2. **Upgrade the Execution Sandbox:** Ditch the plain Alpine container. Implement a matrix of execution sandboxes (Ubuntu, Amazon Linux 2023, RBAC-restricted K3s) and test execution with non-root users.
3. **Close the Epic Coverage Blackholes:** Write test architecture specs for Divergence Analysis (Epic 3.4), Compliance Exports (Epic 5.3), API Rate Limiting (Epic 6.4), and PLG Onboarding limits (Epic 9).

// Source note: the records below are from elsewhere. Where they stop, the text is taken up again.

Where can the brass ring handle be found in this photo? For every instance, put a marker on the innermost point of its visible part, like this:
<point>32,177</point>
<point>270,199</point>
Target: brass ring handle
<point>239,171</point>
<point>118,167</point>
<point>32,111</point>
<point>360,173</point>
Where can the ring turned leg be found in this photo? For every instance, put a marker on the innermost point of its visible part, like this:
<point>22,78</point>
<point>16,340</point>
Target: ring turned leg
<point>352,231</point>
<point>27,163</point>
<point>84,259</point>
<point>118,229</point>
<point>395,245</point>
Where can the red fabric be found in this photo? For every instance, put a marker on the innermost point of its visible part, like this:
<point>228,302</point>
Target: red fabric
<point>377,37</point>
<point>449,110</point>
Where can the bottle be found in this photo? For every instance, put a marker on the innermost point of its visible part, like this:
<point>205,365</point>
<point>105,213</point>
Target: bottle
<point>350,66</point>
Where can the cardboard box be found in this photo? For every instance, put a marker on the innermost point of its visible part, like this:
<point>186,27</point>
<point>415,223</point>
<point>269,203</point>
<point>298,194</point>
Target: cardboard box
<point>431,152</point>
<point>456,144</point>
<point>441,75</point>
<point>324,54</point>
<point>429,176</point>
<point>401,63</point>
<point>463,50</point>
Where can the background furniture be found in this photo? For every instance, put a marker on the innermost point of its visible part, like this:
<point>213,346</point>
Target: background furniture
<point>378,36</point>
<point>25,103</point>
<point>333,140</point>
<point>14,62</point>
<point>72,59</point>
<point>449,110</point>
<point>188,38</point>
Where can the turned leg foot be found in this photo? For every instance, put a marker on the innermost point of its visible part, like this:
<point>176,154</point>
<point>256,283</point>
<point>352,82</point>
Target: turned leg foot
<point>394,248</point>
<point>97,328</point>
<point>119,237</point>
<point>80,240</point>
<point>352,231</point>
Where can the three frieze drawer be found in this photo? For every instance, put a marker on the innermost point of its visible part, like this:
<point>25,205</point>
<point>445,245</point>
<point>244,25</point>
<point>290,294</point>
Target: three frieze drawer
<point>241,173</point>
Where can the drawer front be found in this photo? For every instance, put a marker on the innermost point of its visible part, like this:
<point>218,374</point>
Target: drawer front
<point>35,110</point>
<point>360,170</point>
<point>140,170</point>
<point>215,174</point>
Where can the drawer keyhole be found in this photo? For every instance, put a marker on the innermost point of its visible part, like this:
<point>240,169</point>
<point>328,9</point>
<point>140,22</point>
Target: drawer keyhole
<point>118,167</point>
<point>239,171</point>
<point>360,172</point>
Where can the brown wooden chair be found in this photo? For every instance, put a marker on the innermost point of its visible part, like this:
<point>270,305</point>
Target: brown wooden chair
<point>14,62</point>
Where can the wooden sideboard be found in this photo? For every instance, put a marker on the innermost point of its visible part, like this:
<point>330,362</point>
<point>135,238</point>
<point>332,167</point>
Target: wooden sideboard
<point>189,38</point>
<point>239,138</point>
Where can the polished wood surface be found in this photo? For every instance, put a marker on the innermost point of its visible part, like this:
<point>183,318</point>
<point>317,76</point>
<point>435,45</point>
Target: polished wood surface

4. **Test the Unknowns of Rollbacks & Double Executions:** Add explicit chaos tests for when rollback commands fail, and simulate network drops occurring exactly between command completion and gRPC acknowledgment.
5. **Enforce Cryptographic Audit Tests:** Add tests verifying that raw commands and outputs in the PostgreSQL audit log are actually encrypted at rest using pg_crypto or AWS KMS, as mandated by the observability tenets.
Fix these gaps before you write a single line of execution code, or you're asking for a breach.